The selective operation of the fans combined with the baffles inside the enclosure may allow for directing the air flow along a middle/central path or on outer paths on either side of the central path. Further, this may be used in conjunction with sensed temperatures (e.g., via temperature sensors) of these paths and external air to selectively control whether warm or cool air is distributed over the battery cells within the enclosure. In this way, the temperature of the battery cells may be optimally controlled through select operation of the front and rear fans. In particular, select fan speed differences, ratios, and directions of the front and rear fans may be used to selectively direct air down the two or more air flow paths within the enclosure.
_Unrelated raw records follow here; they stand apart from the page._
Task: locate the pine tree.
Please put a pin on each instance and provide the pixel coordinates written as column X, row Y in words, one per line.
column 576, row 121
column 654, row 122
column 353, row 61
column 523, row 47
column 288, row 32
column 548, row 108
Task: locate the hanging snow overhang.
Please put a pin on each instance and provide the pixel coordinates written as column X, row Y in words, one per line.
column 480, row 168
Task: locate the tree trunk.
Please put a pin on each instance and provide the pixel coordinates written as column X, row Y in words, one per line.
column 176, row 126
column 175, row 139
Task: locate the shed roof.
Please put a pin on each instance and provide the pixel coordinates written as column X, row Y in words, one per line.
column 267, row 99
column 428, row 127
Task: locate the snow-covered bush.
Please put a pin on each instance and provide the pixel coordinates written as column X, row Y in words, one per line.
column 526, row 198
The battery enclosure may allow for a system that is highly efficient and effective at maintaining the health of the batteries in datacenter floor white space, which may be prone to large temperature differentials. In at least some embodiments, the battery enclosure may be configured to be operable even if the user's external white space HVAC equipment has failed, wherein the fans provide a backup and a supplemental way to keep the batteries at operating temperatures.

In at least some embodiments, the enclosure maintains the individual battery cells in a narrow temperature range despite large differences in temperature and pressure on different sides of the enclosure, and avoids extra components—and their associated size and cost—which would otherwise be placed in the design specifically for this task.
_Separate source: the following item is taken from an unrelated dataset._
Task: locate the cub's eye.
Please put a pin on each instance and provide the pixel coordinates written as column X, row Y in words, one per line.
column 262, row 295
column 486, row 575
When downstream server racks are operational, the hot aisle between the server racks may typically be between 50-70° C. and have a pressure that is 0.2″ H₂O above a pressure of the cold aisle. Battery backup time may need to be configured to be maintained across very wide cold aisle temperature ranges, such as cold aisle temperatures between −5° C. to 45° C. See FIG. 3 for an example layout of hot aisles and cold aisles of a white space 300.

Battery backup time, power, and size requirements may be very aggressive, and a design cannot necessarily simply oversize batteries to compensate for wide temperature ranges. Batteries may need to be configured to stay in a temperature range of 15-45° C. It may be desirable to maintain a difference between a temperature of a front portion and a temperature of a rear portion of the batteries to be within 3° C. of each other.

Counterintuitively, it may not be necessary to blow air over cells during discharge or recharge of the batteries. Even though such use of the batteries may raise the temperature of the batteries, blowing air over the batteries at such a time may tend to cause large front-to-back temperature changes.

FIGS. 1-5 illustrate an example of a battery enclosure system 100, in accordance with one or more embodiments.

FIG. 1 illustrates a top view of the battery enclosure system 100, in accordance with one or more embodiments of the present disclosure. FIG. 2 illustrates a front view of a first side wall 130 of the battery enclosure system 100, in accordance with one or more embodiments of the present disclosure.

In embodiments, the battery enclosure system 100 includes a housing 110 configured to enclose a set of battery cells 116.

In embodiments, the housing 110 includes one or more baffles 120 extending along a first direction. Each baffle 120 may include a first section 122 disposed along the first direction and at least a second section 124 coupled to the first section 122 and angled from the first section 122 by a baffle angle 126. For example, the first section 122 may separate a corridor 140 from the batteries 116. The second section 124 may be angled off to a side to advantageously control airflow. For example, the baffles 120 may allow for selectively cooling and/or heating the batteries 116 and/or the converter 142 (e.g., DC-DC converter).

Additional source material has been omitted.